En Rimbaud en Java. El viaje perdido, Jamie James explora otro de los agujeros negros de las aventuras rimbaldianas, quizás el más misterioso: el viaje que en 1876 hizo Arthur como mercenario holandés a la remota isla de Java, por entonces colonia del país europeo. Es posible que semejante acto (nada más improbable que ver a Rimbaud, que acababa de abandonar la poesía, como soldado a sueldo) fuera dictado por la curiosidad de conocer un lugar distante o por las promesas salariales.

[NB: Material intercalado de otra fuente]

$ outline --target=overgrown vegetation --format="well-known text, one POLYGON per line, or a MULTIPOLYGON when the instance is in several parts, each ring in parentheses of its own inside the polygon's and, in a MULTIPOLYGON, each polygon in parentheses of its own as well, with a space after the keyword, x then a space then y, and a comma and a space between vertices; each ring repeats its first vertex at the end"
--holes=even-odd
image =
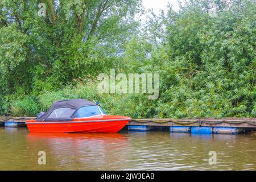
POLYGON ((41 1, 46 17, 39 2, 0 1, 2 115, 84 98, 134 118, 256 117, 255 1, 189 0, 145 24, 139 0, 41 1), (100 94, 111 68, 159 73, 159 98, 100 94))

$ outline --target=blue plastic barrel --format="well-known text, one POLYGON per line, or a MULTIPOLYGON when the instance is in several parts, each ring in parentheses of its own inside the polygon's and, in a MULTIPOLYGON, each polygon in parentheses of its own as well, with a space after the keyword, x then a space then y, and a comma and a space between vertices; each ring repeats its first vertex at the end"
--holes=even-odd
POLYGON ((170 132, 189 133, 191 130, 189 126, 170 126, 170 132))
POLYGON ((147 131, 152 130, 153 127, 151 126, 144 125, 130 125, 128 126, 129 131, 147 131))
POLYGON ((213 133, 213 128, 212 127, 206 126, 192 126, 191 133, 201 134, 211 134, 213 133))

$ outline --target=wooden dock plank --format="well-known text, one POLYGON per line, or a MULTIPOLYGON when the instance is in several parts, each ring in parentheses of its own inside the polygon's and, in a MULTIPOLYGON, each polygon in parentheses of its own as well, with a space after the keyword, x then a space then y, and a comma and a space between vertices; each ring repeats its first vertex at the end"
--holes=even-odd
MULTIPOLYGON (((35 117, 0 117, 0 122, 26 122, 35 117)), ((256 128, 256 118, 201 118, 199 119, 133 119, 127 125, 144 125, 155 126, 211 126, 256 128)))

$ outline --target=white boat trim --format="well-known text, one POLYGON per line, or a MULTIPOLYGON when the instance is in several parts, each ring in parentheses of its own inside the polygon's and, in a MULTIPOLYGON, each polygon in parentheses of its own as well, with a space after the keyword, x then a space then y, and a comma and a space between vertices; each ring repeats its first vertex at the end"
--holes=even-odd
POLYGON ((49 121, 49 122, 26 122, 26 125, 30 124, 61 124, 61 123, 91 123, 95 122, 109 122, 109 121, 126 121, 131 120, 131 118, 127 119, 102 119, 102 120, 96 120, 96 121, 49 121))

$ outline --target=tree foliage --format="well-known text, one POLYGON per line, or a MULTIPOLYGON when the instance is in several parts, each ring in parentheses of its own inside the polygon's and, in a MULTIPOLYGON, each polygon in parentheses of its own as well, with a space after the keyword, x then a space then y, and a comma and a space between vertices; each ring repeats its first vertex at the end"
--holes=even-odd
POLYGON ((86 98, 134 118, 256 117, 255 7, 187 0, 142 25, 139 0, 1 0, 1 112, 86 98), (159 98, 99 94, 94 80, 111 68, 159 73, 159 98))

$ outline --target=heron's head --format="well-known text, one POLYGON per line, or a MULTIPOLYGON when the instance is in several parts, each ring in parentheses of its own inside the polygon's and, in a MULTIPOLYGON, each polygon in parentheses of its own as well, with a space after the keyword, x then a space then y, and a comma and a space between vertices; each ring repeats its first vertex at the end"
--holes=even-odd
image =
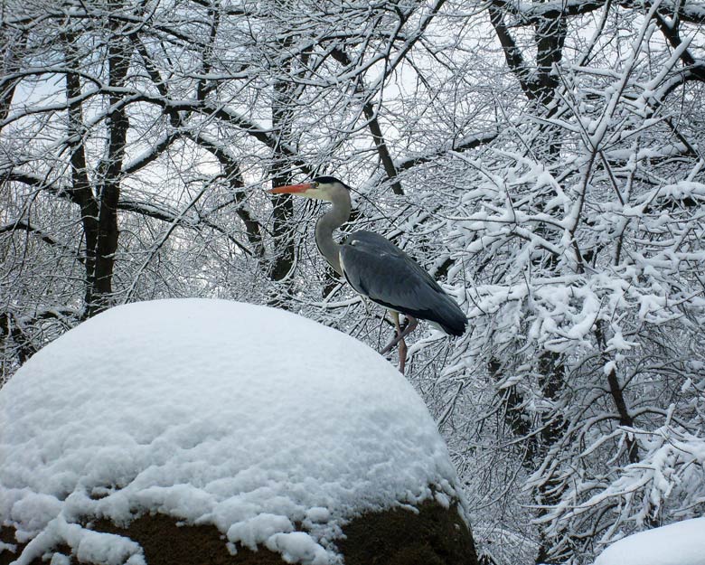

Lo cierto es que pocos días después de llegar a la isla indonesia, desertó y durante seis meses -hasta que reapareció en Charleville a fines de aquel año- su paradero fue, y sigue siendo, objeto de debate. James, neoyorquino que reside en Indonesia, sabe que retratar con veracidad a Rimbaud es una causa perdida de antemano. Somete los datos de que dispone a un ensayo tentativo de lo que podría haber experimentado el veinteañero “con suelas de viento” -como lo definió Verlaine- y acompaña a su fantasma en su hipotético itinerario javanés, al mismo tiempo que lo pone en conexión con el resto de su vida. No es lo único: en el mismo gesto, desglosa, de manera sintética, las capas geológicas de interpretaciones sobre el poeta y retrata -el gesto digresivo puede recordar a W. G. Sebald- la sensibilidad de una época y su vocación por el exotismo. Los movimientos de Rimbaud son tan variados y fascinantes -anota James en cierto lugar- que cada uno de esos pasos parece haber sido calculado para sus futuros biógrafos. A veces se olvida que su vida fue en realidad dura y sufrida. Quizás en ese malentendido, para el que tanto colabora su formidable poesía, se cifra el encantamiento que producen su figura y su obra. Tan elusivas son que, al evocarla o leerla, todos somos un poco Rimbaud.